Vernon has openly admitted that his 2011 song, Beth/Rest, was an attempt to capture the magic of some of Hornsby’s ‘80s pop-piano productions, and the pair have ended up collaborating on various projects over the past decade, both live and in the studio.
Now, in an interview with Uncut, Hornsby has been discussing how he first heard about Vernon’s band, and the first song of theirs that really gave him the feels.
“Around 2013 I started getting all these Google alerts about this group Bon Iver, because Justin Vernon was shouting me out in the press,” he says. “Of course, I was curious, so I checked out the music and it just floored me, it was so amazingly gorgeous. And what a singer!”
While Hornsby might be a fan of Bon Iver’s earlier work, it’s a track from 2016 album 22, A Million that he picks out for special praise.
“This one song, 8 (Circle), was transformative and transcendent. His layered vocals are crazy, all the harmonies that he puts together. It’s very special, and I was so fortunate to be drawn into that world.”

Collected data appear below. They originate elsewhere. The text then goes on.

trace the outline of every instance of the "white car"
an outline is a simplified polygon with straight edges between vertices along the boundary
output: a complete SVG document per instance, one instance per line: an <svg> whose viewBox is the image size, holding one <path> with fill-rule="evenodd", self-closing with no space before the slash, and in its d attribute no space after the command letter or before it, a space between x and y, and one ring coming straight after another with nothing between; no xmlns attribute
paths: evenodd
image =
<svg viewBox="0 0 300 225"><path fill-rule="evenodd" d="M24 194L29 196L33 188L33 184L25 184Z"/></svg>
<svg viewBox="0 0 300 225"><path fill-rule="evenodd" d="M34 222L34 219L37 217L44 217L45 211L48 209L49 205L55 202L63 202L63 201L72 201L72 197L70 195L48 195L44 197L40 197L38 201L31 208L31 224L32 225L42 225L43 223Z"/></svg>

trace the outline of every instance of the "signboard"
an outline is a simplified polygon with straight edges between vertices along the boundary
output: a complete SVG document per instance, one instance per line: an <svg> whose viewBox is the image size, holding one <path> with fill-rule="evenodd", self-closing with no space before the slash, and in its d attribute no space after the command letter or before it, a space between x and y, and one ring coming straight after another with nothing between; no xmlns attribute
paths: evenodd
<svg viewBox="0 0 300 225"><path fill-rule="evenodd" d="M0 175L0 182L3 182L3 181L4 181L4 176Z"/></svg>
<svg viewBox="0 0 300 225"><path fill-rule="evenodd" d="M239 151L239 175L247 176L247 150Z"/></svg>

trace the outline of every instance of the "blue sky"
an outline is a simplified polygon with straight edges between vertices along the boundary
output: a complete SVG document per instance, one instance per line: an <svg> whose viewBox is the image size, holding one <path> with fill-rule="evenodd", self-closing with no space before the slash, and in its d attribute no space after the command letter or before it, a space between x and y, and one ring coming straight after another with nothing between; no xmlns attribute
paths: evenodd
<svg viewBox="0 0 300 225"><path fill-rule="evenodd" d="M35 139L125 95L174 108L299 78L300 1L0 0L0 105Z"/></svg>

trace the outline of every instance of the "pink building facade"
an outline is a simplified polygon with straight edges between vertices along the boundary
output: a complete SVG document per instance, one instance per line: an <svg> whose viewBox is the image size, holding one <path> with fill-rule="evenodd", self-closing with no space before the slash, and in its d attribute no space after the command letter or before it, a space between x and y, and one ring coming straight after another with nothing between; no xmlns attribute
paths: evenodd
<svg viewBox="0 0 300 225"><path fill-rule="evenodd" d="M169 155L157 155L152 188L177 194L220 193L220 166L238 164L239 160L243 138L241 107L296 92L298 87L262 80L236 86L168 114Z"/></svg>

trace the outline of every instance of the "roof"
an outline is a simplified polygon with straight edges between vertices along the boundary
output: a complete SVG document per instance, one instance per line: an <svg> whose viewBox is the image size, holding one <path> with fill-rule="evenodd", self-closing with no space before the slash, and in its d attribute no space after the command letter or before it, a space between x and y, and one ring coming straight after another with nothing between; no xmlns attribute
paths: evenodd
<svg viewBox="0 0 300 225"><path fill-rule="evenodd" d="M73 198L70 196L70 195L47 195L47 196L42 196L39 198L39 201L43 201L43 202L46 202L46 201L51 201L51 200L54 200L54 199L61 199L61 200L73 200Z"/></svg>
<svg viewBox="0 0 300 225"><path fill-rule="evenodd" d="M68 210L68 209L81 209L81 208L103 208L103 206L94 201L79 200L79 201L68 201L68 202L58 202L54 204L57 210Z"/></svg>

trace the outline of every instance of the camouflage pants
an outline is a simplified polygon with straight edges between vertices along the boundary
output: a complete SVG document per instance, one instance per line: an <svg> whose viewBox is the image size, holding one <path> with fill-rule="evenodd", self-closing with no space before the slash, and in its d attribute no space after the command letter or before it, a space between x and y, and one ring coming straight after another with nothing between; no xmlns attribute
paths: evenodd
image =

It is, indeed, a ‘choon’ – one that borrows some of Hornsby’s own harmonic sensibilities, we might suggest.
Fittingly, Hornsby would go on to perform the aforementioned Beth/Rest alongside Justin Vernon at the Bon Iver frontman’s Eaux Claires festival in 2016, and the two have also collaborated live on I Can’t Make You Love Me, the 1991 Bonnie Raitt hit that Hornsby played on and Vernon covered in 2011.